WAB does not require installation of agents on controlled devices or workstations of administrators that provides fast deployment and low cost of ownership. Employees of IT department should not "adapt" to a system.

2015

The solution Wallix AdminBastion is certified on compliance to requirements of FSTEC of Russia

The WALLIX company announced in March, 2015 passing by the solution Wallix AdminBastion of inspection control in FSTEC of Russia: the product received the FSTEC certificate of Russia on compliance to regulating documents of NDV on the fourth level of control (RD NDV-4). It allows to apply it to data protection (including personal data) in the large geographically distributed state information systems (SIS). The data collected by Wallix AdminBastion can be also used as evidential base at judicial proceedings.

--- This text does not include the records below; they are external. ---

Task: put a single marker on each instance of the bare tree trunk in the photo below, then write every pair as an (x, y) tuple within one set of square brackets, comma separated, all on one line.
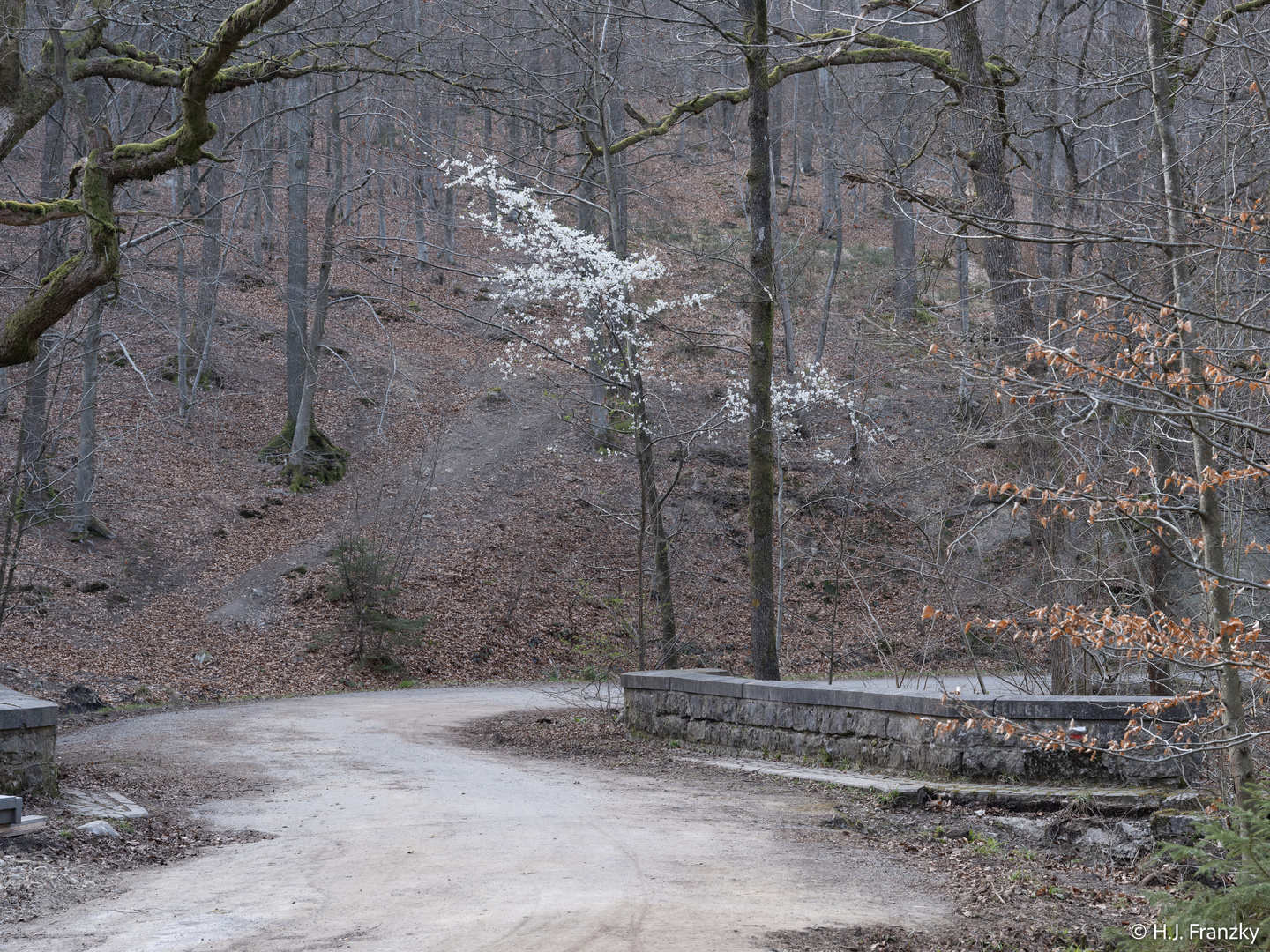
[(210, 271), (903, 227), (762, 452), (1221, 611), (782, 294), (86, 464), (984, 152), (449, 130), (34, 439), (297, 244)]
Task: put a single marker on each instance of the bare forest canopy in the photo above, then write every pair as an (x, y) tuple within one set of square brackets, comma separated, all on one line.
[(894, 335)]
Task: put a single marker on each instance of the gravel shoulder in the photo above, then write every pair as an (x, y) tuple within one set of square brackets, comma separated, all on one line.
[(1004, 891), (372, 820)]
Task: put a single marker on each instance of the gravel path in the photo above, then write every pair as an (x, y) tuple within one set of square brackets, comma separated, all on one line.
[(389, 834)]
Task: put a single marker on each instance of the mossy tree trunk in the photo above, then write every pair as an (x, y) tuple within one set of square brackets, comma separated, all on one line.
[(762, 446)]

Within certified process the source code of a product was provided to the testing laboratory accredited by FSTEC of Russia which using the automated means of verification of the code confirmed absence in it not declared opportunities. According to the results of the performed works the technical conclusion was made, confirming lack of tabs in software and it is possible to use this solution containing recommendations of in what information systems (IS) within the Russian legislation. Further all documentation and the technical conclusion were analyzed and confirmed with the certification body which sent own conclusion to FSTEC of Russia. In the final of FSTEC of Russia issued the certificate certifying that Wallix AdminBastion completely corresponds to regulating documents on NDV-4 and the stated specifications.

2014

Wallix AdminBastion 4.0

On March 4, 2014 the Wallix company announced release of free trial version of the solution Wallix AdminBastion 4.0 which allows to build in control of privileged users process of management of IT risks.

The Wallix AdminBastion system is installed outside of the protected perimeter of the organization, has uniform point of entry. For access to accounts it is enough to remember a user name and the password in the WAB system. Thus, administrators do not need to create files with passwords any more or to transfer important passwords out of limits of the organization. Function of registration and record of all operations performed on the managed devices during the graphic session or a session of the command line is implemented. Respectively, the administrator can trace in real time who when and as long had access to this or that account, and then to browse record of a session and to analyze its contents.

Control of any operations which are performed by users of crucial applications with the administrator's rights, for example, VMware of ESX, Oracle, MySQL and similar is provided.

WAB allows to change passwords on the managed devices on a request or through the set intervals. It is important that it allows to guarantee compliance of policy of change of passwords and their complexity to all requirements of regulators for crucial devices.

A system works without use of special agents on the administered devices or at workstations of administrators. The absence of agents allows to unroll, operate or update a system in short terms and with minimum risks.

Advantage in the functionality of a system extended to business applications (financial systems, development tools and CRM, customized applications, etc.) and also to applications for infrastructure management.

The WAB system is supplied to the market in two configurations: software, hardware and software system.